Our fortified private spheres come with costs. Most obviously, the loss of spontaneous encounters, including romantic ones. How many people have failed to meet their soul mate because strangers no longer talk in person? Yes, women could equally point to the unwanted approaches their headphones have spared them, which is entirely fair. Still, it is unsurprising that studies report younger generations having less sex than they used to. The privatisation of everyday life is surely part of the reason.
A lot of social connection happens without direct interaction, and this is being eroded too. Human beings are extremely sensitive to their emotional environment, and public spaces dominated by the glazed expressions of media junkies can be very depressing. For those who already feel isolated or unhappy, this is not a forgiving world.

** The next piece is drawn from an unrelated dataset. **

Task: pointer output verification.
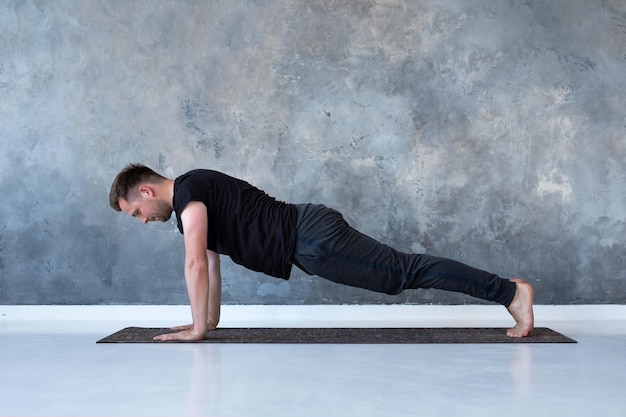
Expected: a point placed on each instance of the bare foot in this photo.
(521, 309)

In terms of wider consequences, we should also expect a decline in creativity. By plugging every minute of dead time with information, we deny our minds the boredom which often brings the most profound reflection and the most original thoughts. The more we collectively saturate ourselves with content, the less nourishing that content will become.
Be that as it may, if the ambitions of Apple and others are realised, the personal media enclosures of the future will be much more immersive. And the barriers separating us from any common experience will only grow thicker.
The proverbial problem with gated enclaves is that their occupants lose interest in improving or even maintaining the world they have retreated from. Likewise, the option of improving personal experience with technology will, presumably, remove the motivation to invest in “real life,” that quaint concept from a bygone era. It will be much easier to design quasi-virtual spaces, especially with the help of AI, than to prevent physical ones from falling apart. Pity those who can’t afford to escape.
It seems to me that the bulk of energy and resources in the tech industry now go into a specific form of innovation and production. An economic model predicated not on improving quality of life, but rather managing various kinds of diminishment. We're at a loss when it comes to genuine fixes or revolutions. No radical restructuring of political, social and cultural life appears possible, whether it's through a leap forward or a return to traditions. Instead, our impoverished imaginations focus on ameliorative efforts, technological and pharmacological and even ideological palliatives. Continued progress is damage control of the effects of progress. If social decline has reached the point where we lack the emotional and moral energy to put down durable roots and build lasting bonds, then technology can only anesthetize us to growing isolation.
This use of technology not only speaks to social decline, but the diminishing returns of technological innovation in a complex society. More resources, both material and human, will be invested in projects with increasingly smaller payoffs and less significant breakthroughs. A complex system will expend more resources preserving itself than evolving into a new form.